Les différents dispositifs de création d’emplois, lancés depuis 2012, tendent à devenir une préoccupation majeure pour le gouvernement qui semble s’être résolu à la nécessité de revoir fondamentalement la démarche de ses prédécesseurs.

Après donc les aménagements apportés ces derniers mois au dispositif Ansej, qui vient de changer d’appellation et de tutelle, c’est désormais au tour des contrats de pré-emploi d’être passés au peigne fin par le gouvernement à l’occasion de sa réunion prévue demain. C’est ce qu’a indiqué le Premier ministre, dimanche en fin de journée, lors de sa visite dans la wilaya de Médéa où il a donné le coup d’envoi de la rentrée de la formation professionnelle.

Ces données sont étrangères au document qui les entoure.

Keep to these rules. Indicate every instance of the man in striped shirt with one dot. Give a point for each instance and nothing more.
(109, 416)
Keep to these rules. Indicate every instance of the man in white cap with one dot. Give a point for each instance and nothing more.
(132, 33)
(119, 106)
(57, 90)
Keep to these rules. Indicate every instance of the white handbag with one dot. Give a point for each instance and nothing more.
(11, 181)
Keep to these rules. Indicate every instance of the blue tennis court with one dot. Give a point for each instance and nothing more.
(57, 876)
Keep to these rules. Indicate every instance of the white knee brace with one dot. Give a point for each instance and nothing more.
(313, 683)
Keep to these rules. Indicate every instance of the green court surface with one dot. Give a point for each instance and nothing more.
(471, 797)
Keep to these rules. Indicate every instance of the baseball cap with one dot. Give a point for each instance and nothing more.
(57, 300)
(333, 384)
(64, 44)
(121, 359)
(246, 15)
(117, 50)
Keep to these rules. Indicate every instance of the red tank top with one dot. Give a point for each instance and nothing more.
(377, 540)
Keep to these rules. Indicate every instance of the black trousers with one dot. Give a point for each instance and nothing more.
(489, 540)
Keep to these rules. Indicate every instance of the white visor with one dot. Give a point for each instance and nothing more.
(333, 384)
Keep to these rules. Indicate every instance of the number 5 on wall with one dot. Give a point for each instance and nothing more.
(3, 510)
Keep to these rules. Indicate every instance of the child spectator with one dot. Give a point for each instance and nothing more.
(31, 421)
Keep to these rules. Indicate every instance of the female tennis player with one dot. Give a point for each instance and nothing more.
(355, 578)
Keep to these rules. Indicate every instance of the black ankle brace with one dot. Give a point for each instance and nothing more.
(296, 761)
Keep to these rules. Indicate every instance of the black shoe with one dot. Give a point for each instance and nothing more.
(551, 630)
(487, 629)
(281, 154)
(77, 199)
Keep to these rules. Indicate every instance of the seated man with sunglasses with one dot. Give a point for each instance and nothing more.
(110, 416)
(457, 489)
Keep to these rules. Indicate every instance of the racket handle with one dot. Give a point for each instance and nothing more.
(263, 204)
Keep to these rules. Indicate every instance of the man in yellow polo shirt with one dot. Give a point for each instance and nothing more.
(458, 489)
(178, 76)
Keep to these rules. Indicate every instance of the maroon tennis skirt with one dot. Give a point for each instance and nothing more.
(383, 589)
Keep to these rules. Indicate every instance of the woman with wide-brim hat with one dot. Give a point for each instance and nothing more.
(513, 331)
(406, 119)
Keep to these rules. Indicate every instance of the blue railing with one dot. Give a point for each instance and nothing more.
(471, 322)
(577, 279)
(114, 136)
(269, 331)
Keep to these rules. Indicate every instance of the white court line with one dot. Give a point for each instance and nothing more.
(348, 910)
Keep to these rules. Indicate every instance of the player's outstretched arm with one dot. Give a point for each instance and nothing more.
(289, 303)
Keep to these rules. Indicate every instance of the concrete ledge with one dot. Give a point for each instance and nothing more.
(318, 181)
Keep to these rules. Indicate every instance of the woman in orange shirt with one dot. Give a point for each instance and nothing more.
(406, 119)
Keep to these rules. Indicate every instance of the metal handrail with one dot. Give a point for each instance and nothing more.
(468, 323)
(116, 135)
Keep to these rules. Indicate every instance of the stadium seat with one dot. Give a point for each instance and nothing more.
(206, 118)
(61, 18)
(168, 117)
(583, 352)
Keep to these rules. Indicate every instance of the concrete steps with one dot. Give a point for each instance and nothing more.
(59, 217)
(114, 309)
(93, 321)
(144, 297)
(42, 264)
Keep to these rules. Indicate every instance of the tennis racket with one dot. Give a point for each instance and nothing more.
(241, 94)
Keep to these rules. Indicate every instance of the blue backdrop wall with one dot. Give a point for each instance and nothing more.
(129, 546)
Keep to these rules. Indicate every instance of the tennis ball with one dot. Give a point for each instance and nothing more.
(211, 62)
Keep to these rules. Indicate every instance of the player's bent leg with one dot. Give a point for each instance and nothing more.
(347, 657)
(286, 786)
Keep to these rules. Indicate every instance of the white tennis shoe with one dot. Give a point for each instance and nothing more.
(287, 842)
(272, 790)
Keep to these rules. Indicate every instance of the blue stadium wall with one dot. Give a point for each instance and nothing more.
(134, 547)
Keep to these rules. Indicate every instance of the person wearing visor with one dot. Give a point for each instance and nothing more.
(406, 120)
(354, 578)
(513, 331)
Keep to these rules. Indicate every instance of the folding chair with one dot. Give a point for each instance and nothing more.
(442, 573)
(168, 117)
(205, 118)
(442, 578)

«Le Gouvernement examinera mercredi prochain, lors de sa réunion, une proposition qui sera présentée par le ministre du Travail pour parvenir à des solutions en faveur du dossier des contrats de pré-emploi», a déclaré M. Djerad dans ce qui peut s’apparenter à une remise en cause de la politique de l’emploi en vigueur. Car, en dépit d’une série de résolutions et de dispositifs mis en place par les gouvernements qui se sont succédé depuis 2012, pour tenter de réduire le taux de chômage chez les jeunes diplômés du pays, il n’en demeure pas moins que sur le terrain, le taux de leur insertion dans le monde du travail reste insignifiant.
Un état des lieux qui n’est pas sans susciter des interrogations et auquel il devient urgent de trouver des solutions et cela en raison de la montée au créneau, ces derniers mois, des jeunes diplômés chômeurs, suivi régulièrement par les bénéficiaires de contrats pré-emploi. Ces derniers, jugeant que leur situation n’a que trop duré, ne cessent d’interpeller les autorités publiques pour être fixés sur leur sort au moment où des experts de la question de l’emploi soutiennent qu’il serait erroné d’avancer que notre économie est en mesure de créer des emplois suffisant pour réduire le taux de chômage actuel chez les jeunes diplômés tous secteurs confondus.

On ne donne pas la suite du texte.